For work package 2 (WP2), we over-recruited based on our original target of N=100 dyads, reaching N=116 as the final sample who attended at least the first lab visit. Unfortunately, however, the drop-out from the longitudinal study was high and adversely affected by the fact that we repeatedly had to shut down testing due to COVID-19 lockdowns, meaning that all participants who were in the middle of the 8-week training phase of the project were lost. The final N of participants who completed all 8 visits of either the eyetracker attention training or the active control group was N=49 (24 attention training/25 control).

In addition, we have generated outputs that include seven conference presentations, seven poster presentations and the publication of 17 papers, including literature reviews, methods and results papers. Also, the PhD students have lectured undergraduate students on the new methods they have developed and the results they have gathered from the project. Media/public engagement actions have included a summer 2022 outreach party, where we celebrated the families from our local community that have taken part in our project and presented results from our findings. Furthermore, Sam Wass has featured in outlets such as the Times Educational Supplement and the Early Years Educator, talking about our research plans for the grant, as well as providing thought pieces for iNews, based on the results gathered by the grant. Full, up-to-date lists of our media and public engagement activities are covered on our lab website www.uelbabydev.com and social media channels – Twitter @uelbabydev, Instagram @uelbabydev and Facebook (search UEL Babydev).

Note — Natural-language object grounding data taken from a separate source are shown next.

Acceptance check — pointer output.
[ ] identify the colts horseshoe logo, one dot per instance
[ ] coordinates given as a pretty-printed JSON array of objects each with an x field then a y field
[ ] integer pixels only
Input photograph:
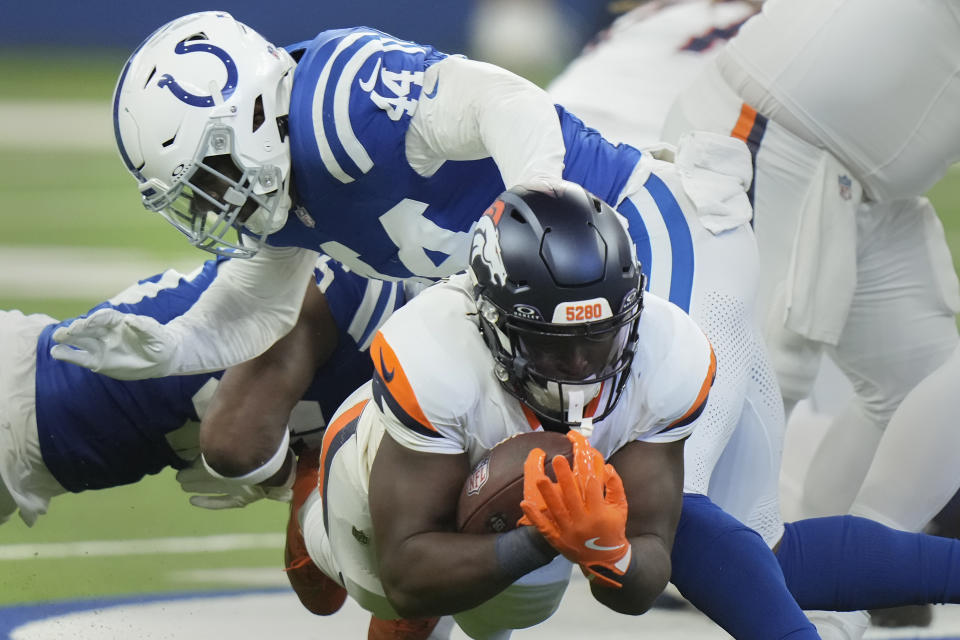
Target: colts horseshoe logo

Our project is the first project anywhere in the world to collect data looking at interpersonal neural synchrony in interacting infants and caregivers and how it changes longitudinally over time. We are also the first project anywhere in the world to take home recordings from infants and caregivers examining physiological fluctuations, microphone and camera to look at moment-by-moment co-fluctuations in behaviours and physiological changes. We anticipate a large number of novel results to emerge from this project. We have prepared, for the six PhDs working on the project, six detailed documents laying out the main hypotheses that each PhD is planning to test.